The Reality of Theater

posted by Rusty Rueff, A.C.T. Trustee 


One night last month, Thursday, October 17, San Francisco was marking just another night of theater being performed on stages throughout the city and the Bay Area.

On that night the American Conservatory Theater was in an extended run of full houses for the Kneehigh Theatre production of Noël Coward’s Brief Encounter. This fusion piece set in England during World War II told us of unfulfilled love and escape in a tumultuous time. Next door at the Curran Theatre, the touring company of Rent, with Anthony Rapp (original Mark) and Adam Pascal (original Roger), was sold out, with a raucous crowd watching the La Bohème story, told through Jonathon Larson’s characters, about poor, HIV/AIDS–infected, starving artists in New York City. They sang of the hope of dying in dignity with others caring about their plight. Across town another sold-out war-themed show was turning away people who wanted to see the Lincoln Center production of South Pacific—another love story, set in the islands of the South Pacific with war raging all around them. On the other side of the Bay, Berkeley Rep was extended with standing-room-only audiences eager to see the rock opera American Idiot. Green Day’s musical rant against war, government oppression, big-government mismanagement, and societal pressures caught fire and enraptured the audience for 90 minutes of nonstop push. Back in San Francisco, the A.C.T. Master of Fine Arts Program students, under the direction of Jonathan Moscone, artistic director of Cal Shakes, were presenting Rebecca Lenkiewicz’s play Her Naked Skin, about women’s rights and the struggle for suffrage in turn-of-the-century Britain. This play was the first by a woman playwright to be presented on the National Theatre’s Olivier Stage in London. This moving work reminded us that human rights advancement is a contemporary issue and we still have a long way to go until all are treated equally. Another National Theatre production was in town that night, as well. There was a simulcast screening of their All’s Well That Ends Well at the Sundance Kabuki film theater. On top of all of the live theater in town that night, a few hundred people were taking in Shakespeare through the cinema screen, in an effort by the National to build better relations with the American audience.

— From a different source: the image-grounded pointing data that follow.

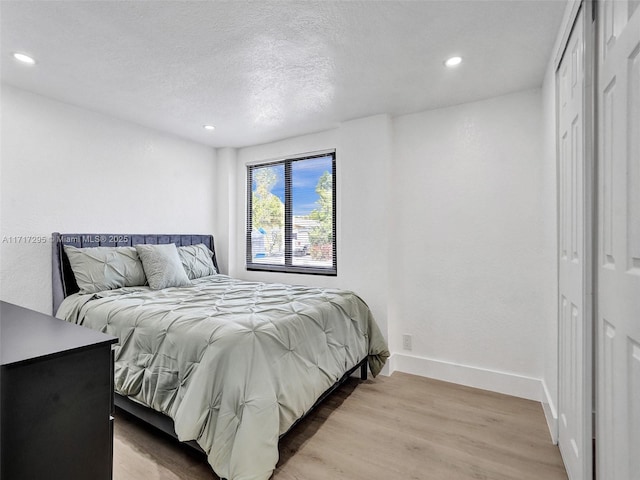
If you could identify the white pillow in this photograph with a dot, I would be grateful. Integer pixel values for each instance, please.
(162, 266)
(197, 260)
(105, 268)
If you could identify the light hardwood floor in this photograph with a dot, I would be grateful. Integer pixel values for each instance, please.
(400, 427)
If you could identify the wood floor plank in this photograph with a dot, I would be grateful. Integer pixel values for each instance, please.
(401, 426)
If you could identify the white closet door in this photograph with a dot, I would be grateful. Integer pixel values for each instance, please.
(618, 251)
(575, 387)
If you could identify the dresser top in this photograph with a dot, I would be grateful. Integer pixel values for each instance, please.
(29, 335)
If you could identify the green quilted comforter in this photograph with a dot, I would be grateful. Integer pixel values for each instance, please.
(233, 363)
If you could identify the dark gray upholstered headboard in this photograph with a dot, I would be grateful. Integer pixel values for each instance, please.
(64, 282)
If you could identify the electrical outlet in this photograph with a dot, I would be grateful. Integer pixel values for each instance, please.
(406, 341)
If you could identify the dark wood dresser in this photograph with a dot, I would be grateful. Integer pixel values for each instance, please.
(56, 398)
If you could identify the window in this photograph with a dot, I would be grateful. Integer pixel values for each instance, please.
(291, 215)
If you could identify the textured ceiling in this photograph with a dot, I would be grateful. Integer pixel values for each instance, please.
(262, 71)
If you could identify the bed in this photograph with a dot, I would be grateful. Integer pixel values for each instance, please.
(226, 365)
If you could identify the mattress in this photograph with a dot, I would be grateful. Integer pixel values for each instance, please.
(233, 363)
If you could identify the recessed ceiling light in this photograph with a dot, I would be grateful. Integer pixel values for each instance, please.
(21, 57)
(453, 61)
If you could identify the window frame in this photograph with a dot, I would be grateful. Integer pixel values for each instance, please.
(288, 266)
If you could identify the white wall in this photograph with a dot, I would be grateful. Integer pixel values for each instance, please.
(473, 272)
(446, 219)
(363, 149)
(68, 169)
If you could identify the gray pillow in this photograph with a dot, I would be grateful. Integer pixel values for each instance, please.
(197, 260)
(162, 266)
(105, 268)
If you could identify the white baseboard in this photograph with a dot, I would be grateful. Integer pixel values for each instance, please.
(550, 413)
(501, 382)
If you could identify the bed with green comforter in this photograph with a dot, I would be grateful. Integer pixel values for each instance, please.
(233, 363)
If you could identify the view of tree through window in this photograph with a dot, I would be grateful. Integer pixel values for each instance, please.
(292, 215)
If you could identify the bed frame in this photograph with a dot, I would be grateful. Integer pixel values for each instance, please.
(64, 284)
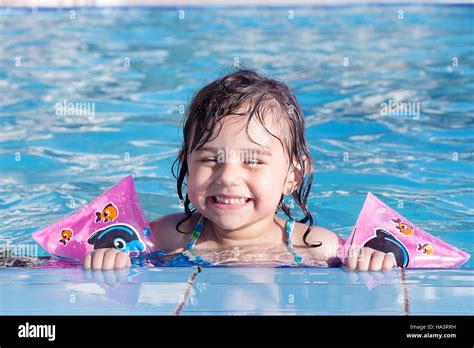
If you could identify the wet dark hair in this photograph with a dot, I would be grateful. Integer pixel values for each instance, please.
(231, 94)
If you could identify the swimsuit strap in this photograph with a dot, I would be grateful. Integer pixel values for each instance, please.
(196, 233)
(289, 229)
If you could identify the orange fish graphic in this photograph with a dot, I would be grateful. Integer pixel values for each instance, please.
(109, 213)
(404, 228)
(425, 248)
(66, 235)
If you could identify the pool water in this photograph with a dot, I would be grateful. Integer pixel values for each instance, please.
(137, 69)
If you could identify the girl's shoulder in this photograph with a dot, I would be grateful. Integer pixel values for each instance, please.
(330, 241)
(167, 237)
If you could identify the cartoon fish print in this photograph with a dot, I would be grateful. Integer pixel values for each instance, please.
(425, 248)
(404, 228)
(109, 213)
(66, 235)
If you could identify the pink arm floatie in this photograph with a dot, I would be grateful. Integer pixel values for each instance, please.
(382, 228)
(113, 220)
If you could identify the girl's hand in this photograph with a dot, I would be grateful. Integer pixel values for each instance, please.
(368, 259)
(106, 259)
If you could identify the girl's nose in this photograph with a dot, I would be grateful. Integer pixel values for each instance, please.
(229, 174)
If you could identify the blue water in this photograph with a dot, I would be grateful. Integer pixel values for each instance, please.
(141, 66)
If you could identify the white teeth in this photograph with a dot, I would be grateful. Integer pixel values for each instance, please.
(230, 200)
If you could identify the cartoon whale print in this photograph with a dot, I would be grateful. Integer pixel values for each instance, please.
(387, 243)
(120, 236)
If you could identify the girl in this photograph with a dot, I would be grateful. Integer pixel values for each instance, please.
(244, 150)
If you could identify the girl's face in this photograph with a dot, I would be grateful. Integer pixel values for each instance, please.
(234, 182)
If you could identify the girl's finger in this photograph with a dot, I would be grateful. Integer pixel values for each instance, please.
(389, 262)
(87, 261)
(97, 257)
(376, 261)
(108, 262)
(121, 260)
(364, 260)
(351, 261)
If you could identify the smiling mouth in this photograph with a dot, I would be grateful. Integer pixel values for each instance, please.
(230, 200)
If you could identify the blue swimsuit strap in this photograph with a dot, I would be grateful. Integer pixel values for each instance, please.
(192, 242)
(198, 230)
(289, 229)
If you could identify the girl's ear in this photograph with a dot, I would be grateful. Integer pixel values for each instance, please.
(295, 176)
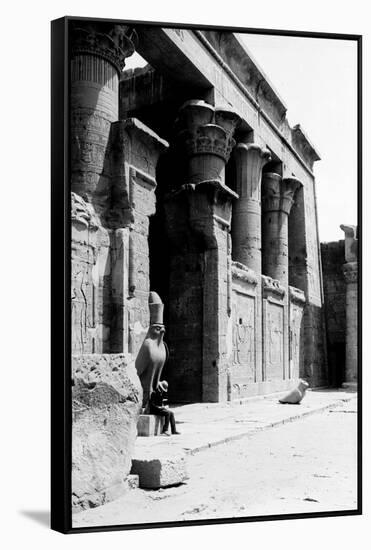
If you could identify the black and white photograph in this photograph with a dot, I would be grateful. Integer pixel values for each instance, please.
(211, 357)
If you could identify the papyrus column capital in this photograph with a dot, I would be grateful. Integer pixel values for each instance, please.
(114, 43)
(351, 242)
(350, 271)
(250, 159)
(208, 131)
(278, 193)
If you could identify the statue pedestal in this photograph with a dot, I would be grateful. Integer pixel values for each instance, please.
(149, 425)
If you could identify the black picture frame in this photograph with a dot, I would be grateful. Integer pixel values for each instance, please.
(61, 402)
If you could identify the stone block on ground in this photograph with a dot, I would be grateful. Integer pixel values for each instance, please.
(106, 402)
(150, 424)
(159, 468)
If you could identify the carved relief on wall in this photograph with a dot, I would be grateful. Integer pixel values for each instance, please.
(294, 336)
(273, 342)
(243, 334)
(83, 300)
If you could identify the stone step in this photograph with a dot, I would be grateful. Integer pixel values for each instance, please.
(150, 425)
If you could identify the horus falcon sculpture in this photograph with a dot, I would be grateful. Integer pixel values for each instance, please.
(153, 352)
(296, 395)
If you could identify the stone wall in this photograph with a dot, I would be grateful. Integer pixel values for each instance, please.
(334, 286)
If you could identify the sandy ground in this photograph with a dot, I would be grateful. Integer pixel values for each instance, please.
(305, 466)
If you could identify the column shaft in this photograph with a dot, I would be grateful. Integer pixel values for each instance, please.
(246, 218)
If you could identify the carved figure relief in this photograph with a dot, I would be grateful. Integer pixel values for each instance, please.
(274, 339)
(243, 334)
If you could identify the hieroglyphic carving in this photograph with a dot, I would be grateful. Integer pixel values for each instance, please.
(274, 342)
(83, 305)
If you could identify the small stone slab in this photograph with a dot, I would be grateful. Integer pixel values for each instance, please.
(160, 469)
(149, 425)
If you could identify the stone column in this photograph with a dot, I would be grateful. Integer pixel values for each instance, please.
(246, 240)
(98, 52)
(246, 220)
(98, 56)
(278, 197)
(198, 220)
(351, 278)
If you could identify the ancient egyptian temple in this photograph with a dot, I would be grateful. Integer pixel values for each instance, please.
(187, 180)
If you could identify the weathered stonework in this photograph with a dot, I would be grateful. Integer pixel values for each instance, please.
(217, 215)
(351, 280)
(106, 401)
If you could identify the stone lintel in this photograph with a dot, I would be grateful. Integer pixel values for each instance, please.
(137, 144)
(272, 286)
(203, 129)
(83, 213)
(103, 39)
(136, 128)
(351, 242)
(243, 273)
(297, 296)
(350, 271)
(278, 193)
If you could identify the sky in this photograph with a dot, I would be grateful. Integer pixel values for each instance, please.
(317, 80)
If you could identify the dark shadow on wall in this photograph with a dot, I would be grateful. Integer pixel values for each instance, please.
(42, 517)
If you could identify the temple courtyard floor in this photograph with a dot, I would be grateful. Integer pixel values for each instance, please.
(252, 459)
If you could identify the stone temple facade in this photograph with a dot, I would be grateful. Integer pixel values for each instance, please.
(340, 278)
(187, 180)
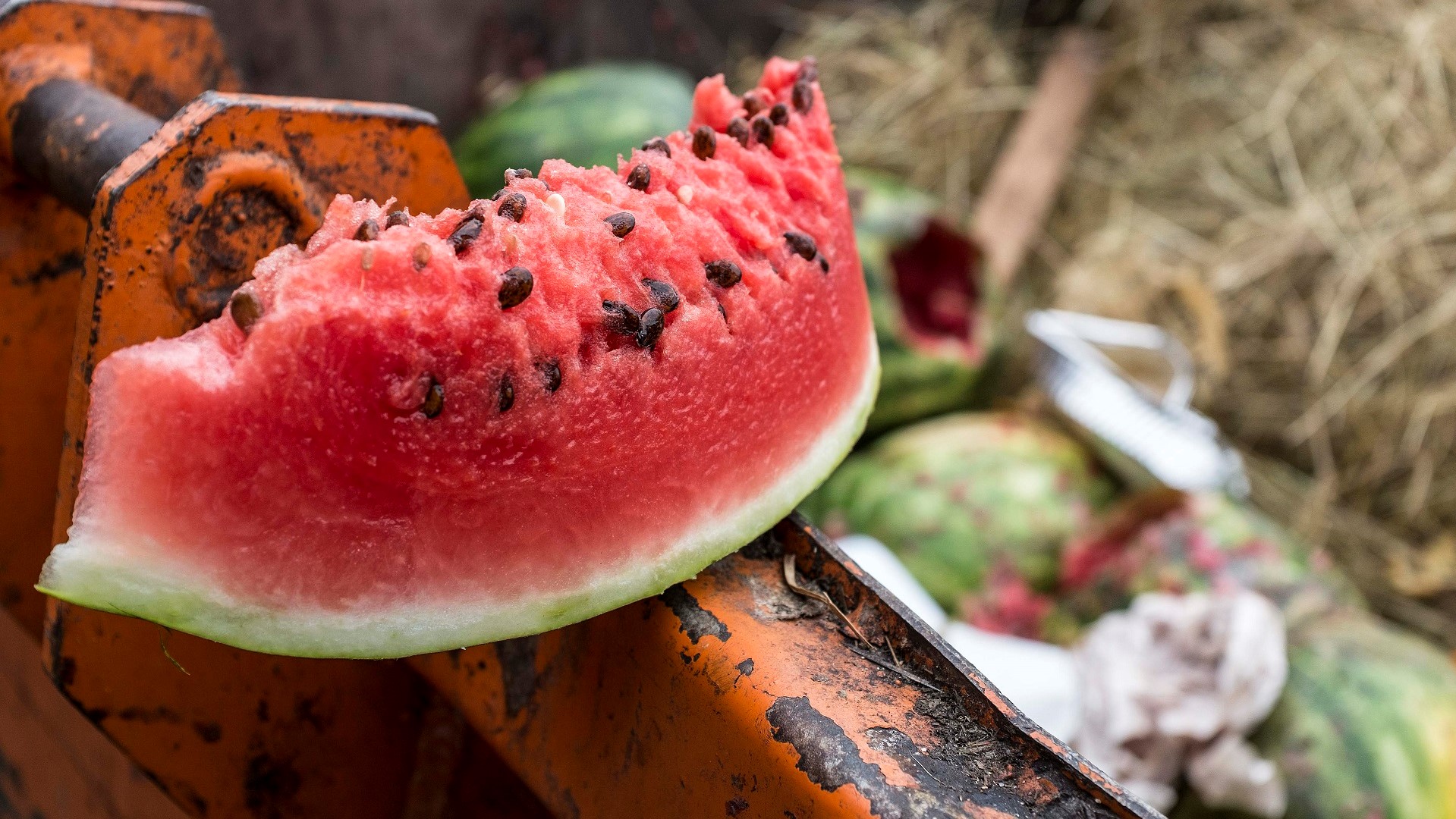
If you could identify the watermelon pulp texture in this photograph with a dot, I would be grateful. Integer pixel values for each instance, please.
(392, 460)
(925, 293)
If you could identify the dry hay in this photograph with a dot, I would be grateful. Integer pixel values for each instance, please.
(1273, 180)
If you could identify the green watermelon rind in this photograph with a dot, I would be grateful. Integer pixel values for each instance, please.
(80, 572)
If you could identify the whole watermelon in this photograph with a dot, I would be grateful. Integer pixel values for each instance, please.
(932, 354)
(1366, 725)
(583, 115)
(964, 497)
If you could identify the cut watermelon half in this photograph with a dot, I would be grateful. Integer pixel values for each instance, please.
(427, 432)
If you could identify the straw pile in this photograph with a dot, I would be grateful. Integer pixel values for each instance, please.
(1276, 182)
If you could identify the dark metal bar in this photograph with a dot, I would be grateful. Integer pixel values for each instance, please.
(71, 134)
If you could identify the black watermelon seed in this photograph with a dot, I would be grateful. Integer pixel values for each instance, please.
(705, 142)
(245, 309)
(762, 130)
(507, 393)
(738, 130)
(662, 294)
(551, 374)
(516, 285)
(809, 71)
(621, 223)
(465, 233)
(640, 177)
(622, 318)
(724, 272)
(651, 329)
(367, 231)
(803, 96)
(434, 399)
(801, 243)
(513, 207)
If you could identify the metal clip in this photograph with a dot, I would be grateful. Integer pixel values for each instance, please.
(1146, 440)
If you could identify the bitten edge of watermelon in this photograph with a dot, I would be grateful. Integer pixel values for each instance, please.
(74, 576)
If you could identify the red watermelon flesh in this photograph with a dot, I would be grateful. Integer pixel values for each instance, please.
(389, 462)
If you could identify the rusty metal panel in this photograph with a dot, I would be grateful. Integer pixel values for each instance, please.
(169, 55)
(53, 763)
(175, 228)
(734, 694)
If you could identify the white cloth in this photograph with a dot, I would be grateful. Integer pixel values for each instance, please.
(1172, 686)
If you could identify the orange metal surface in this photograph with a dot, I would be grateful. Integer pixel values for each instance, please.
(731, 694)
(169, 55)
(175, 228)
(54, 763)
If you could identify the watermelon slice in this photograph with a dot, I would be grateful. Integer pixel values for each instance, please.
(426, 432)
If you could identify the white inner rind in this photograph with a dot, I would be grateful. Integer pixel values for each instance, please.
(105, 575)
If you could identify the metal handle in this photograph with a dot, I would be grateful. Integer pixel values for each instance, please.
(71, 134)
(1074, 335)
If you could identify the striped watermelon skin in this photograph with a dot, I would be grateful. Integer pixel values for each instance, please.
(583, 115)
(1366, 726)
(1367, 723)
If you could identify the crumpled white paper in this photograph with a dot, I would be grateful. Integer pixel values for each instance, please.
(1172, 686)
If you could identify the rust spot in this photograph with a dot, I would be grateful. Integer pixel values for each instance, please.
(695, 620)
(269, 786)
(517, 673)
(209, 730)
(830, 758)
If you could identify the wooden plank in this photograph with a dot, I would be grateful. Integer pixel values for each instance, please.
(1028, 175)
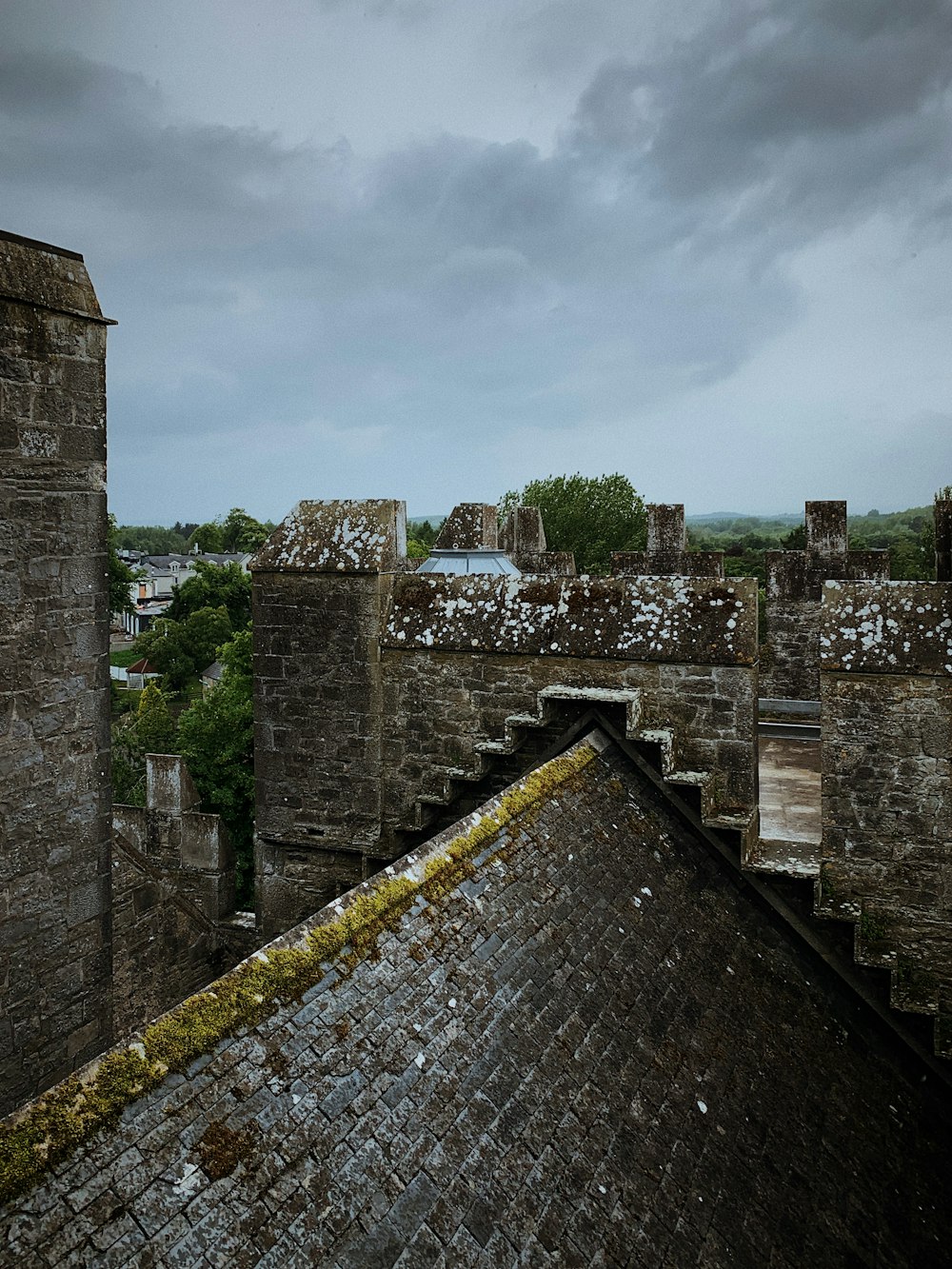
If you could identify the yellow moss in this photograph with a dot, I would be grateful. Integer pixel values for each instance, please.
(51, 1128)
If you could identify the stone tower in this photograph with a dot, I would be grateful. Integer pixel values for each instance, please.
(55, 811)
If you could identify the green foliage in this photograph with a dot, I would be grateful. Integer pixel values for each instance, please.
(216, 738)
(208, 538)
(425, 532)
(795, 540)
(151, 540)
(215, 586)
(167, 648)
(121, 576)
(590, 515)
(238, 533)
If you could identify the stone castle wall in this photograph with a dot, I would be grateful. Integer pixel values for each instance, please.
(886, 658)
(173, 898)
(55, 922)
(373, 686)
(791, 662)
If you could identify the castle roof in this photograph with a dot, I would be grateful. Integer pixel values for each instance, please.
(570, 1037)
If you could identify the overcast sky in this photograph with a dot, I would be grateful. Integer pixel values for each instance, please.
(432, 248)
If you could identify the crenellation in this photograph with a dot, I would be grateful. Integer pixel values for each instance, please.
(666, 552)
(470, 526)
(795, 582)
(942, 519)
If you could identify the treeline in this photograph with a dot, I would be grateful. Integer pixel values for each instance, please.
(232, 534)
(908, 536)
(209, 618)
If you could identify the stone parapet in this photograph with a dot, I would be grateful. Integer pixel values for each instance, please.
(701, 621)
(55, 903)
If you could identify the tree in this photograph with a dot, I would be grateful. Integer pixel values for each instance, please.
(208, 538)
(215, 586)
(166, 646)
(242, 532)
(204, 633)
(590, 515)
(795, 540)
(216, 738)
(150, 730)
(121, 576)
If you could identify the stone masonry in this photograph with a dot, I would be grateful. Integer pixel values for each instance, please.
(55, 924)
(319, 590)
(594, 1051)
(524, 540)
(886, 659)
(372, 688)
(790, 665)
(942, 513)
(174, 922)
(666, 552)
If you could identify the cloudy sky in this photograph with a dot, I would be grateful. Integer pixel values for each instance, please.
(432, 248)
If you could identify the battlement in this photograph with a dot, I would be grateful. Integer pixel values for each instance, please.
(367, 536)
(666, 552)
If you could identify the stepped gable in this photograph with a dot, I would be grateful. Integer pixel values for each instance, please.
(790, 663)
(55, 796)
(586, 1046)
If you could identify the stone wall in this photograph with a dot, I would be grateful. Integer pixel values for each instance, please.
(790, 665)
(666, 553)
(174, 922)
(592, 1048)
(524, 538)
(319, 589)
(55, 924)
(886, 659)
(942, 514)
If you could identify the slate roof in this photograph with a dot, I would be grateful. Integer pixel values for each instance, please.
(597, 1050)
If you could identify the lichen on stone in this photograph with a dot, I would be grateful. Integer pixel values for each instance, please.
(50, 1130)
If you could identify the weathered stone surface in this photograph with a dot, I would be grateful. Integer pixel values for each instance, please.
(55, 922)
(895, 627)
(942, 513)
(524, 540)
(790, 664)
(468, 526)
(318, 738)
(449, 704)
(366, 536)
(645, 620)
(886, 654)
(173, 888)
(596, 1051)
(666, 552)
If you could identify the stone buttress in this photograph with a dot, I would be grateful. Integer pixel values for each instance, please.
(55, 919)
(791, 663)
(320, 585)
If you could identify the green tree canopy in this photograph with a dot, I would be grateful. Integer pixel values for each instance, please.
(216, 738)
(215, 586)
(205, 631)
(121, 576)
(590, 515)
(149, 730)
(208, 538)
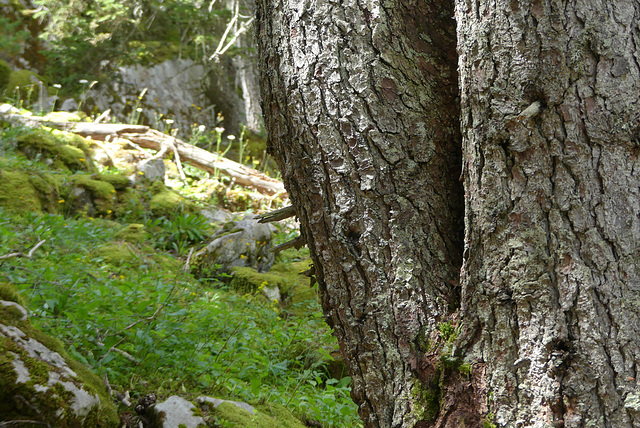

I know I have missed at least another half dozen to a dozen other plays that were running on that night, as well. There is always much theater in our town on any given night.

But on that night the theater became reality as at the same time that curtains were rising across the Bay Area, just over in Union Square, at the St. Francis Hotel, the first sitting U.S. president to visit San Francisco in nearly a decade was speaking live. President Obama turned out thousands of supporters to hear him update them on the issues of our time, issues that were all around him that night in the theaters of the Bay Area: war, health care, human rights, the social-class divide, international relations, the economy in the context of the financial crisis, and government’s role in all of this. President Obama didn’t need to look much further than the scripts and librettos of the theaters around him that night to find relevant substance for his speeches.

We go to the theater to suspend our disbelief and to experience the stories of others so we connect and feel. We use the theater to wrestle with the issues that are our own. We sometimes find what is true reality being no further away than just on the stage before us.

On this one night in San Francisco in October of 2009, the theater was as real as it gets.